I get this pretty bad on my neck, everywhere else is fine, i know about shaving with the way the hair grows etc and i shave just after i come out the shower so all the hairs are loose, any cream or anything to get rid of it??


----------



## Críostóir (Dec 12, 2009)

after shaving wash with cold water and then moisturise immediately after. Thats what I do never get shaving rash


----------



## stevens (Feb 1, 2010)

i havent shaved in years as i always get irratated from it.always a number nothing on my clippers.saves there ever being any ingrown hairs and no rash.


----------



## bassmonster (Aug 29, 2009)

I used to get really bad rash with anything that had menthol in it as i have sensitive skin...

I use "simple face wash"...give it a try may help..does me wonders...

http://www.superdrug.com/Skin-Care/Simple-Face-Wash-50ML/invt/384526


----------



## BLUTOS (Mar 5, 2005)

use a shaving brush and ensure the beardy bit your gonna shave is softened and standing away from the skin.


----------



## DB (Oct 31, 2003)

stevens said:


> i havent shaved in years as i always get irratated from it.always a number nothing on my clippers.saves there ever being any ingrown hairs and no rash.


Same with me mate! I'm a delicate lil flower


----------



## Seyyed-Merat (Sep 1, 2007)

stevens said:


> i havent shaved in years as i always get irratated from it.always a number nothing on my clippers.saves there ever being any ingrown hairs and no rash.


Need to start doing this, I dont get ingrown hairs but my face does get irritated alot from razors, always end up frickin bleeding no matter what:cursing:


----------



## MissBC (Apr 29, 2008)

DB said:


> Same with me mate! *I'm a delicate lil flower*


like f**k you are not with an ass that stinks like yours.... there is nothing delicate about it.


----------



## DB (Oct 31, 2003)

Merat said:


> Need to start doing this, I dont get ingrown hairs but my face does get irritated alot from razors, always end up frickin bleeding no matter what:cursing:


You dirty lil arab you get shaving rashes on your eyelids u lil wolverine like mofo 

on a serious, u need to mosturise ratty, will make all the difference and when you're my age, u'll still be a babyfaced assassin just like me 

PMSL


----------



## MissBC (Apr 29, 2008)

tend skin is really good for shaving rash/ingrown hairs etc

http://www.mankind.co.uk/Tend-Skin-In-Growing-Hair-Solution-118ml-PRODTSPS1/


----------



## scobielad (Feb 27, 2010)

Mate...listen. If you are able and willing....grow a beard. Trust me. This will give the follicles time to go wild and will help you out in the long run. I only shave when I have to for work and the rest of the time on my off days and leave...let it grow. Each day though I still rub in some moisturiser (any stuff...I know, big bufty) but it helps tame the hair and keeps it smooth for when you need to shave.
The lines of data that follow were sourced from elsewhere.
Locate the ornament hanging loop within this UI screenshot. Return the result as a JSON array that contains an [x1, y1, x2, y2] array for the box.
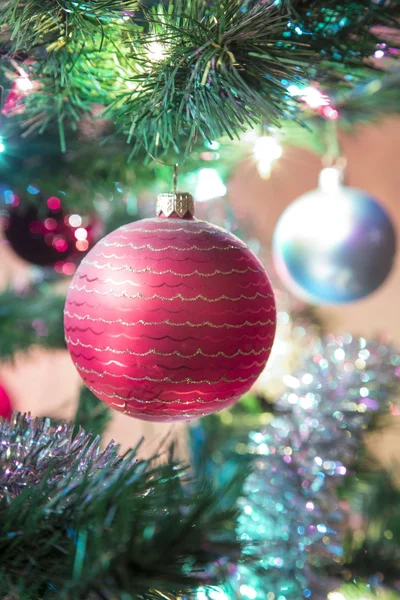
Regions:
[[322, 117, 346, 172], [173, 163, 179, 194], [320, 154, 347, 190], [321, 154, 347, 171]]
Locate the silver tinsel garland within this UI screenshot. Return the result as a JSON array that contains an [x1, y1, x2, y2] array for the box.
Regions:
[[238, 334, 400, 600], [0, 412, 131, 501]]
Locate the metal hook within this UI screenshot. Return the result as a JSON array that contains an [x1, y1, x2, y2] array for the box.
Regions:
[[173, 163, 179, 194], [321, 154, 347, 170]]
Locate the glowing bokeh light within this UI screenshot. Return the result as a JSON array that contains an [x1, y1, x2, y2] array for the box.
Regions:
[[44, 218, 57, 231], [75, 227, 88, 241], [194, 168, 227, 202], [254, 136, 282, 162], [76, 239, 89, 252], [15, 76, 33, 92], [53, 237, 68, 252], [322, 106, 339, 120], [301, 86, 330, 109], [47, 196, 61, 210], [62, 262, 76, 276], [69, 214, 82, 227], [146, 41, 166, 62], [253, 136, 282, 179]]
Every time I shave after growing a beard...I get the best, smoothest shave in the world.

Alternative....paste your stubbly face with tar...oooo aaarrr.


----------



## Seyyed-Merat (Sep 1, 2007)

DB said:


> You dirty lil *Persian* you get shaving rashes on your eyelids u lil wolverine like mofo
> 
> on a serious, u need to mosturise ratty, will make all the difference and when you're my age, u'll still be a babyfaced assassin just like me
> 
> PMSL


Sorry had to correct u there mate  LOL!

haha wolverine, think im gunna take that as a compliment:lol:

Mosturise eh, might have to give that a go, loool babyfaced assasin, with that bald head of urs, u deff look like a newborn baby thats for sure:whistling::laugh:


----------



## Brawn (Jun 9, 2010)

Why is it you can shave your chest, arm pits, legs, bollox, around your man meat and even your A hole but as soon as you try to shave your neck..... sore as, bumps after a few days then in growing hairs and spots.

I don't get it. lol


----------